La indignación por la caída de precios en origen detona un movimiento para desarticular la Inlac. Las organizaciones agrarias consideran que la entidad ha fallado en proteger la rentabilidad de los establecimientos especializados, convirtiéndose en un órgano “vacío de utilidad” para el sector primario.
El sector lácteo español se asoma a una ruptura estructural. La frustración por los nuevos contratos que imponen rebajas de entre 6 y 9 céntimos por litro ha llevado a líderes agrarios a proponer una estrategia radical: el abandono de la Interprofesional Láctea (Inlac). El objetivo es dejar a la institución sin representatividad del sector productor, forzando su disolución técnica como respuesta a la incapacidad de las unidades de procesamiento y el Gobierno para garantizar precios que cubran los costes de producción.
Las causas del “vaciado” institucional
El movimiento de salida de la Inlac se fundamenta en tres reclamos críticos de los establecimientos especializados:
-
Ineficacia en la Mediación: Los productores acusan a la interprofesional de ser un espectador pasivo mientras las plantas industriales imponen contratos a la baja, vulnerando presuntamente la Ley de la Cadena Alimentaria.
-
Asimetría de Poder: Consideran que la Inlac está volcada hacia los intereses de las unidades de procesamiento, sin mecanismos reales para equilibrar la negociación colectiva o frenar la volatilidad que asfixia a las unidades productivas.
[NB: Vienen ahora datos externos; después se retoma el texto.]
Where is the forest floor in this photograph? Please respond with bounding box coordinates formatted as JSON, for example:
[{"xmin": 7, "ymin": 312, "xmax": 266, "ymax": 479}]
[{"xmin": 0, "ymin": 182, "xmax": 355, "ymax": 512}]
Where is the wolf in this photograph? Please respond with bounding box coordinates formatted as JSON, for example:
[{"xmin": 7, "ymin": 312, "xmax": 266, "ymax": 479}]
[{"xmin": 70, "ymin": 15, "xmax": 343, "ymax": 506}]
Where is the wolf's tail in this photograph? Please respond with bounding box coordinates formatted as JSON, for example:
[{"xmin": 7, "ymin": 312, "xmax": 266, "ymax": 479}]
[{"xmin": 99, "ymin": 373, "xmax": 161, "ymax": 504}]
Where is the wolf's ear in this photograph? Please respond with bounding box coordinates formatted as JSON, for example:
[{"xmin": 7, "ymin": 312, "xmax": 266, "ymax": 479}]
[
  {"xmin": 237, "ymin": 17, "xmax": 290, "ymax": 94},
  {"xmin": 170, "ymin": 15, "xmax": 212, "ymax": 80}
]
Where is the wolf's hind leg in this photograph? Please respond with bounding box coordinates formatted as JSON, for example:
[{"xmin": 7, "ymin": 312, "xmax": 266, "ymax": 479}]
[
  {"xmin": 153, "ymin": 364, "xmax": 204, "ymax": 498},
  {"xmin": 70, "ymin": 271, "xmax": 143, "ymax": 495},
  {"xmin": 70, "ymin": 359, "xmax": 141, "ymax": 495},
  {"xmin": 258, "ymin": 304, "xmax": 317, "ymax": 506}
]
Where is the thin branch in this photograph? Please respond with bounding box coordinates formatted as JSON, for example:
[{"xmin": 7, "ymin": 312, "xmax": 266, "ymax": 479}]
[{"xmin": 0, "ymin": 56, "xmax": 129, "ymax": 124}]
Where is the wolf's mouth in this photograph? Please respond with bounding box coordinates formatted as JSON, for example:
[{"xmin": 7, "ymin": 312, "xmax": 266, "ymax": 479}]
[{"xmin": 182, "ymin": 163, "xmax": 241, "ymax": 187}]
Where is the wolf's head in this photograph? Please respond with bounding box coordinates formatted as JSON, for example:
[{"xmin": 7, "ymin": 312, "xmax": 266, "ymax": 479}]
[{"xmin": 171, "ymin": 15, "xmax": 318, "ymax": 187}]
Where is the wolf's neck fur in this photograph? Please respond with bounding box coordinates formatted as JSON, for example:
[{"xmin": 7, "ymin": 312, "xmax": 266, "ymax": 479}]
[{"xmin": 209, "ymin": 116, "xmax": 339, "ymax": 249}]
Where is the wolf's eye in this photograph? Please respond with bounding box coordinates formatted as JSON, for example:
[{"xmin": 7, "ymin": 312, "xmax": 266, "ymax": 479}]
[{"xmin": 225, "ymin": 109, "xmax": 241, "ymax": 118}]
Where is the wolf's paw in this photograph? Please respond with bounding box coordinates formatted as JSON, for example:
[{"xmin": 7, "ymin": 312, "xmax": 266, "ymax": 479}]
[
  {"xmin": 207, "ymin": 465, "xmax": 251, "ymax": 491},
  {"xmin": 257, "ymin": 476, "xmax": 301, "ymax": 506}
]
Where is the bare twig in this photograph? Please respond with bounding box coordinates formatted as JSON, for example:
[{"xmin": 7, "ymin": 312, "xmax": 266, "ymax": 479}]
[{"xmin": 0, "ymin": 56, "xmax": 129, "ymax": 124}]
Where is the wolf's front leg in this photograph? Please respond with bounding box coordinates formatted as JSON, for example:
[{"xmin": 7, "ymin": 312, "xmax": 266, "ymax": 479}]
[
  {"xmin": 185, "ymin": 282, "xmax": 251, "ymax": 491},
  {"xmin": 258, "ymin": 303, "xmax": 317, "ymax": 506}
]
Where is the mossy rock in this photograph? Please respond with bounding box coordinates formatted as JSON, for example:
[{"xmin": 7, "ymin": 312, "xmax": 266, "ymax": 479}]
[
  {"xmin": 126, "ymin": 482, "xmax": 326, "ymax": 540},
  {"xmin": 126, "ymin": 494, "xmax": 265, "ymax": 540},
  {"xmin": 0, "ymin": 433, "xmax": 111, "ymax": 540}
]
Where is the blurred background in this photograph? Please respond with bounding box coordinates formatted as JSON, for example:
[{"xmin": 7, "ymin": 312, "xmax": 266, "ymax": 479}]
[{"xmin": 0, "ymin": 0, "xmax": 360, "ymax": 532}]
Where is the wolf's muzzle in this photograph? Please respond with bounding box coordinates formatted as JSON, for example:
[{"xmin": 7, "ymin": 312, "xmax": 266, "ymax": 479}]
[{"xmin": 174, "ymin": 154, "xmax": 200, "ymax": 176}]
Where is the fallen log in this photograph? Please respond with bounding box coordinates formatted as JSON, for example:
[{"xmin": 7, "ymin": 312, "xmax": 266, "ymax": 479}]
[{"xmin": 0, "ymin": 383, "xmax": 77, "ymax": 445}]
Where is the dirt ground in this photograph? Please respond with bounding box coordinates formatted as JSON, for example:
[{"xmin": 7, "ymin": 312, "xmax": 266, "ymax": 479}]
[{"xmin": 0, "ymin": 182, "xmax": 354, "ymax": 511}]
Carga sin Beneficio: Los ganaderos denuncian que aportan fondos a una estructura que no les ofrece soluciones ante la crisis de rentabilidad, prefiriendo “vaciarla de contenido” antes que seguir legitimando su funcionamiento actual.
Implicaciones para las unidades de procesamiento y la cadena
La posible disolución o inoperancia de la Inlac generaría un vacío de gobernanza con efectos inmediatos:
-
Pérdida de Interlocución: Sin una interprofesional fuerte, las plantas industriales perderían el marco legal para acordar campañas de promoción conjunta o gestionar datos estadísticos del sector.
-
Aumento de la Litigiosidad: La falta de consenso institucional derivará en un incremento de denuncias ante la AICA, como ya se ha anunciado para toda la actual ronda de negociaciones contractuales.
-
Incertidumbre en la Remisión: La ruptura del diálogo puede traducirse en nuevas movilizaciones y una mayor inestabilidad en el suministro de leche hacia las unidades de procesamiento.